One man’s trash is another man’s treasure. I find it impossible to stay away from a $1 CD bin and thankfully have discovered that there are a few prime locations to come away with huge scores if you’re willing to put the time in to digging through piles and piles of junk. This feature will focus on CDs that I’ve plucked out of dollar bins.

Ratt – Reach for the Sky (Atlantic Records)
Original release date:
November 1988
Purchased at:
Half Price Books, Worthington, Ohio location

This was the fourth full-length Ratt release in 4 years and the last they did with producer Beau Hill. If I remember correctly from VH1’s Behind the Music special on Ratt, there was a lot of tension among the band members and with Hill during the recording of this album and in hindsight, the album isn’t as strong as the three that came before it.
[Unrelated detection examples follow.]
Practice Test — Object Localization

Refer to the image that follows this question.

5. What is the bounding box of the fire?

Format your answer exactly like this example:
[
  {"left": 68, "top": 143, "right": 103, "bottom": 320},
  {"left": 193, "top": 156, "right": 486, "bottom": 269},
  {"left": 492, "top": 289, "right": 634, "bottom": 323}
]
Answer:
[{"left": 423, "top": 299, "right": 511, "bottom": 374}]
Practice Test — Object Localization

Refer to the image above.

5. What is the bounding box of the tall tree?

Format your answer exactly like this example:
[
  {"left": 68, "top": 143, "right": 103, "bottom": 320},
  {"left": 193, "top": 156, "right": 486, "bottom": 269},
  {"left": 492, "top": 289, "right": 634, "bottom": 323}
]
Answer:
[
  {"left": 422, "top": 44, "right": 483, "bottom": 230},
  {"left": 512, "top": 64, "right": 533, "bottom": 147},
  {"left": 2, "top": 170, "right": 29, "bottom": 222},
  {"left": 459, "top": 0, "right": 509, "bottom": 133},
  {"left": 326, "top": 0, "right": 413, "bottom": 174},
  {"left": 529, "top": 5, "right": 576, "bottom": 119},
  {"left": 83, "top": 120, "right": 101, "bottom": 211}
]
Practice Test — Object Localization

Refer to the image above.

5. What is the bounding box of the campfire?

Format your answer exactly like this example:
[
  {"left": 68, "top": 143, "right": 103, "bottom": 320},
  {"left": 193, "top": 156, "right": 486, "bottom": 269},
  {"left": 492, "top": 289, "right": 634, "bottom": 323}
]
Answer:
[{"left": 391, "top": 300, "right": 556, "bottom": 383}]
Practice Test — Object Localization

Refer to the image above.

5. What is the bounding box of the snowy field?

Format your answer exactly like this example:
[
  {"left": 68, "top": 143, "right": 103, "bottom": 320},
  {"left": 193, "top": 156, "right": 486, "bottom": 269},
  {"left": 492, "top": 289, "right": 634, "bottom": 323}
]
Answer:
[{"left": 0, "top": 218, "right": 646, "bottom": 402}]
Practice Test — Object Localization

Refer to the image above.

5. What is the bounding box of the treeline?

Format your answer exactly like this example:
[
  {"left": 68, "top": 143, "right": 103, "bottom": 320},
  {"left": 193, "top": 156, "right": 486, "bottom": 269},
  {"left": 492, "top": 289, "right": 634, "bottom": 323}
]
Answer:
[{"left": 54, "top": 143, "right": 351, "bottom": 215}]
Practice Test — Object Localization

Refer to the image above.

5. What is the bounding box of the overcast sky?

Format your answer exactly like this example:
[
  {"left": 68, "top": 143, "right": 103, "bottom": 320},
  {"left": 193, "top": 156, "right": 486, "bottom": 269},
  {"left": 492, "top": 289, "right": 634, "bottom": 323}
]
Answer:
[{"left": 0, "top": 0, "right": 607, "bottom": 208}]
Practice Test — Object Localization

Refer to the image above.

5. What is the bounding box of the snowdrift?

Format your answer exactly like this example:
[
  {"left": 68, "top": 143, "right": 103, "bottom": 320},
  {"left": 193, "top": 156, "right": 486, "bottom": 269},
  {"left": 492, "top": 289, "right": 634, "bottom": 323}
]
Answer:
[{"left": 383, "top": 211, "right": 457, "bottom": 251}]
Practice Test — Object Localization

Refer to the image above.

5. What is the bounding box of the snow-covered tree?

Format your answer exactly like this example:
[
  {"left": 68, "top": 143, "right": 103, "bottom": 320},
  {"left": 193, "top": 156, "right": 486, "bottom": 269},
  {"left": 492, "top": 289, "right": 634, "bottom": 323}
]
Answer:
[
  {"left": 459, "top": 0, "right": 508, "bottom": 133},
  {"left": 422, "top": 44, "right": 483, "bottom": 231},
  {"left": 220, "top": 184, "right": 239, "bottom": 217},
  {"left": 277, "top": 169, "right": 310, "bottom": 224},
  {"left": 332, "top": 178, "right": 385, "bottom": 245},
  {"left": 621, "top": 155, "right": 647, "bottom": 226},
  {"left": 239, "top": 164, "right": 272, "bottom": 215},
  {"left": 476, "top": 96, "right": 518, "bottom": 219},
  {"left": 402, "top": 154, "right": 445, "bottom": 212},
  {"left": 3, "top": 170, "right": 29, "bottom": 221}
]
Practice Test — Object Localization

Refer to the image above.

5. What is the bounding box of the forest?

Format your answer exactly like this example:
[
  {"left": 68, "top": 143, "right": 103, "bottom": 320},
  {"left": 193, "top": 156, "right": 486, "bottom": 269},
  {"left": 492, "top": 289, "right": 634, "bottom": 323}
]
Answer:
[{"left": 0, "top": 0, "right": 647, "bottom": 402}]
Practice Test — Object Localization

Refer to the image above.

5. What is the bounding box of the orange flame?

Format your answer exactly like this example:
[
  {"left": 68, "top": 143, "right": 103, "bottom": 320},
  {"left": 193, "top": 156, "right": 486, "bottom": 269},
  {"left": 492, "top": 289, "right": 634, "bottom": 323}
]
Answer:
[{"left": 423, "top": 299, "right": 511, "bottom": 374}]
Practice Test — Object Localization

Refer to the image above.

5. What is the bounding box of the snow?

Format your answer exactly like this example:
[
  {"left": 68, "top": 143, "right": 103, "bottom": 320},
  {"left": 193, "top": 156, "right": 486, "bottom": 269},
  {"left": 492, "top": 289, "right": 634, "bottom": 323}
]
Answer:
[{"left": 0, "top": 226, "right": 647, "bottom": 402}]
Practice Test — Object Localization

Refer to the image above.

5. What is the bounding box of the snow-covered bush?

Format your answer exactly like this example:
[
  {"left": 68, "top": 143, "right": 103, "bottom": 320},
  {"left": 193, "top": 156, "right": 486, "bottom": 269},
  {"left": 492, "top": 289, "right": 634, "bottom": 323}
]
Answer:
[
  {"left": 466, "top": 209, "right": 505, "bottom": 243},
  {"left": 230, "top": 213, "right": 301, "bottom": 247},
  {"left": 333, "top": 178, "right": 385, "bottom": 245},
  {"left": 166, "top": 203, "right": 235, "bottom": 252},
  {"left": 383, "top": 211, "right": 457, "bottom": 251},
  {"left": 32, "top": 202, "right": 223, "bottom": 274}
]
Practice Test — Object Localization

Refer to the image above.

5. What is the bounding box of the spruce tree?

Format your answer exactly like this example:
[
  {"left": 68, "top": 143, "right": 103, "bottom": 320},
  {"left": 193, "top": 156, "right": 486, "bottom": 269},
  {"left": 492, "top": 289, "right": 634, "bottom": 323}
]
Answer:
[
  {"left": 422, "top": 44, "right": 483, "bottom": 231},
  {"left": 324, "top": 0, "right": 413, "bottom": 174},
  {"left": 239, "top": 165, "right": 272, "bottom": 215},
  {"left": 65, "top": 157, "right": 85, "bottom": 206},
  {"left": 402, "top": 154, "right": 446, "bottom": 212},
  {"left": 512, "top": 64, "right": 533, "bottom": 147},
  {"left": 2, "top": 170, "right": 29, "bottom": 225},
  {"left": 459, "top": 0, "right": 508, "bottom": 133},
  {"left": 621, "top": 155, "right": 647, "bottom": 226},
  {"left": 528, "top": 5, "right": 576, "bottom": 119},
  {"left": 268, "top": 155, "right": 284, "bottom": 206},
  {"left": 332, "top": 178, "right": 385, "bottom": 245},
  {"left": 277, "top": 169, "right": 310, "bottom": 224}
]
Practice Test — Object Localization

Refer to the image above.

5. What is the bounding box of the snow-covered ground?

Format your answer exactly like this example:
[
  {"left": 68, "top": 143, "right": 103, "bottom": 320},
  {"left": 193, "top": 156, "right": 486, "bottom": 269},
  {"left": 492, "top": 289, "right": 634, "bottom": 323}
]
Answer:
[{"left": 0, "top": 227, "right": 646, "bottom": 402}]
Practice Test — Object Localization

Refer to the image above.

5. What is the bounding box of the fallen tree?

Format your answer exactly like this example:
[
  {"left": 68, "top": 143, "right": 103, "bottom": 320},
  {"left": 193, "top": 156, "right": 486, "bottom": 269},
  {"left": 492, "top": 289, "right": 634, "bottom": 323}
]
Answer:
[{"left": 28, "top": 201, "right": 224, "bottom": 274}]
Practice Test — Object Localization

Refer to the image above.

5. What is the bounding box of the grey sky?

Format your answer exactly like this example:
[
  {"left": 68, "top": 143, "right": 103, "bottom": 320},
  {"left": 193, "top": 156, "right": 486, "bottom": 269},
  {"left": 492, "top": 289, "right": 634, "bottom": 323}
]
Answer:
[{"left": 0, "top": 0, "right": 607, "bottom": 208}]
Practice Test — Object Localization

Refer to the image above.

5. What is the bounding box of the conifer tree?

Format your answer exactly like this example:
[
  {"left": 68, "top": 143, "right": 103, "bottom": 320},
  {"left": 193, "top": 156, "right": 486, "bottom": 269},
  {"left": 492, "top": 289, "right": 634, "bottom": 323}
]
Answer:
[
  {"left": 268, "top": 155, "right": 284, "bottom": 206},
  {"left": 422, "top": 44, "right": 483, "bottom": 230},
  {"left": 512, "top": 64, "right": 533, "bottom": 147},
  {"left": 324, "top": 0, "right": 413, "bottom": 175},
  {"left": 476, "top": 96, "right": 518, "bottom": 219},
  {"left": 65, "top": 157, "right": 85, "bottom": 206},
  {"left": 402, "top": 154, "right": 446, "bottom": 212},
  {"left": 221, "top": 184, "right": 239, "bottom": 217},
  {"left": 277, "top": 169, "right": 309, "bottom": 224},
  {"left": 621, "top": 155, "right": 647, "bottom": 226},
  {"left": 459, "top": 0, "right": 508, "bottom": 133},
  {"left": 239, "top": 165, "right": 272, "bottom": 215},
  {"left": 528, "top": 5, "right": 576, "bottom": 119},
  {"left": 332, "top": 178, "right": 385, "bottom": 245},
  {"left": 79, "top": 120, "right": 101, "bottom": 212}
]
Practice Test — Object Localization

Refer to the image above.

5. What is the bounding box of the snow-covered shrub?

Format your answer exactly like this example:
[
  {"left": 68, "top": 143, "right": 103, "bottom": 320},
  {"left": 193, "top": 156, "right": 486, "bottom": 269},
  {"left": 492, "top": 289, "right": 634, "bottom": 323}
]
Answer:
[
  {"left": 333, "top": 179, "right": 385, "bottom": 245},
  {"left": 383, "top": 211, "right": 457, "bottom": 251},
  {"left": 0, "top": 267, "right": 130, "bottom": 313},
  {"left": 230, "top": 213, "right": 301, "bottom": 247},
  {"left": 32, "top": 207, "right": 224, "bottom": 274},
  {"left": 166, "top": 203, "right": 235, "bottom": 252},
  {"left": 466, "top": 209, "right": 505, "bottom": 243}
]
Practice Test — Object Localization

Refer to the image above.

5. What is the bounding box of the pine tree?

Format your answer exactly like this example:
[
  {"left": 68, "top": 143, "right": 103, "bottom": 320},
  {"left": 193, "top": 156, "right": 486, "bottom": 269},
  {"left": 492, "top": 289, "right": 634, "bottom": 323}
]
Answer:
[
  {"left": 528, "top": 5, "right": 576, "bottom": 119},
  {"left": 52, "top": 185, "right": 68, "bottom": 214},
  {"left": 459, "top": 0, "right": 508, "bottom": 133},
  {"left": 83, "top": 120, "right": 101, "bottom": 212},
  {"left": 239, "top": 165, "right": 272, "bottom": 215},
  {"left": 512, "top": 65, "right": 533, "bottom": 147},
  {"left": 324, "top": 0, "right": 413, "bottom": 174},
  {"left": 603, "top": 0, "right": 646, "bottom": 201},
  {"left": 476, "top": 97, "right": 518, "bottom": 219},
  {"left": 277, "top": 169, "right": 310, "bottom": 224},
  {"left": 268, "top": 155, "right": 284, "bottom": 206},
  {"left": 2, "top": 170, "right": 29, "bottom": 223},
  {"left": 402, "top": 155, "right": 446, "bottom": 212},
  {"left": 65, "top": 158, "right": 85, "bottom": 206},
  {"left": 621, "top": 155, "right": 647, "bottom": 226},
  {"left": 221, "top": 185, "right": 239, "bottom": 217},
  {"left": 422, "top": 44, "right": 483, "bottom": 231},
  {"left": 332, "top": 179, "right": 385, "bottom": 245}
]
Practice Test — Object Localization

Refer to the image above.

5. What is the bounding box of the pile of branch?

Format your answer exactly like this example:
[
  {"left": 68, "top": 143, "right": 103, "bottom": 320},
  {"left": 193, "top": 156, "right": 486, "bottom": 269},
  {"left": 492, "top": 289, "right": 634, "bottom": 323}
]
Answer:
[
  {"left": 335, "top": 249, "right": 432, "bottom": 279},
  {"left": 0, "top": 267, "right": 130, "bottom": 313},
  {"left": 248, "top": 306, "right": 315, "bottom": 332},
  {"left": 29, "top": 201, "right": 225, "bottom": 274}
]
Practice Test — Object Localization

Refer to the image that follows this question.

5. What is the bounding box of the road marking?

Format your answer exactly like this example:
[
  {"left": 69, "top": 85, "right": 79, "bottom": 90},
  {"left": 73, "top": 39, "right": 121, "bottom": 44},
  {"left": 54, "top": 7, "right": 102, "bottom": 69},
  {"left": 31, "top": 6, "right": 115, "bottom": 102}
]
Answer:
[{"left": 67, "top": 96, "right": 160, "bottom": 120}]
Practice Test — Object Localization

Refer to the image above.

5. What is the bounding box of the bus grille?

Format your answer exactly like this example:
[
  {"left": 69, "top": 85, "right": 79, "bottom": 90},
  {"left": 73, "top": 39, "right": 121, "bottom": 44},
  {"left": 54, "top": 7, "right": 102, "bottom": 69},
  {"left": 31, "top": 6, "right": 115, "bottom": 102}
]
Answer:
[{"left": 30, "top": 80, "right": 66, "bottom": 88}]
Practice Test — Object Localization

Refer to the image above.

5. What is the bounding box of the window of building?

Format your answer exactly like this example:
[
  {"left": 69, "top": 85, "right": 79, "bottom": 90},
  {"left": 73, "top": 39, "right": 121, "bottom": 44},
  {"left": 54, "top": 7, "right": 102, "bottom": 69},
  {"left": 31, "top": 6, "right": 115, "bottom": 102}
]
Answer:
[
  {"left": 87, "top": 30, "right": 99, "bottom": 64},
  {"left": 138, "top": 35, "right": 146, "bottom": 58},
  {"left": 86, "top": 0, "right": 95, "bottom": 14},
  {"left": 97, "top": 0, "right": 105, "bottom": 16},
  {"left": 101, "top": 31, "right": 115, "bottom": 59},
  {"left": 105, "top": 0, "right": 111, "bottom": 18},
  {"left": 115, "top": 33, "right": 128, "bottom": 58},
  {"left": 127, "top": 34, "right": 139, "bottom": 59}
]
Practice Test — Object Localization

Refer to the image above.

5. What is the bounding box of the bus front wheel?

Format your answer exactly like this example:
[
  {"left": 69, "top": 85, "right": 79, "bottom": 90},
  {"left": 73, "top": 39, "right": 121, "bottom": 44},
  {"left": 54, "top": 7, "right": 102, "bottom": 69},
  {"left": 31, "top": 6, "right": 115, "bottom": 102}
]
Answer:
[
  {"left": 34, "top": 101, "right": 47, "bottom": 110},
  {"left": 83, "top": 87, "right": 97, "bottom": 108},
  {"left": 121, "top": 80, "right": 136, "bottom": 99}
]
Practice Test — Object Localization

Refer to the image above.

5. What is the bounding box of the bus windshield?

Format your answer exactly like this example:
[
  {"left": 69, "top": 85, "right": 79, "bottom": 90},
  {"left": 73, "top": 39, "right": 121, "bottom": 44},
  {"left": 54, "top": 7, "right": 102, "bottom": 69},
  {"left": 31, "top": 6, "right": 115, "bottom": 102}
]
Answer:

But, there are still a few MTV hits among the batch of songs, including “Way Cool Jr.” and, my favorite from this CD, “I Want a Woman”. Back when this was released, CDs were still more of a novelty than they were the norm, so when you look at this thing split into Side A and Side B, the first side (or the first half of the CD, if you will) is actually pretty strong with the two aforementioned hits as well as “City to City,” “Don’t Bite the Hand That Feeds,” and the power-ballad “I Want to Love You Tonight”.

As you’ll discover in this column, I’m a sucker for hair metal releases that I find in the dollar bin and among the ones I’ve found in previous shopping trips, I suspect this one will get more spins than the others. It was definitely worth the dollar spent to purchase it and it’s very indicative of the hair metal scene of the late ’80s.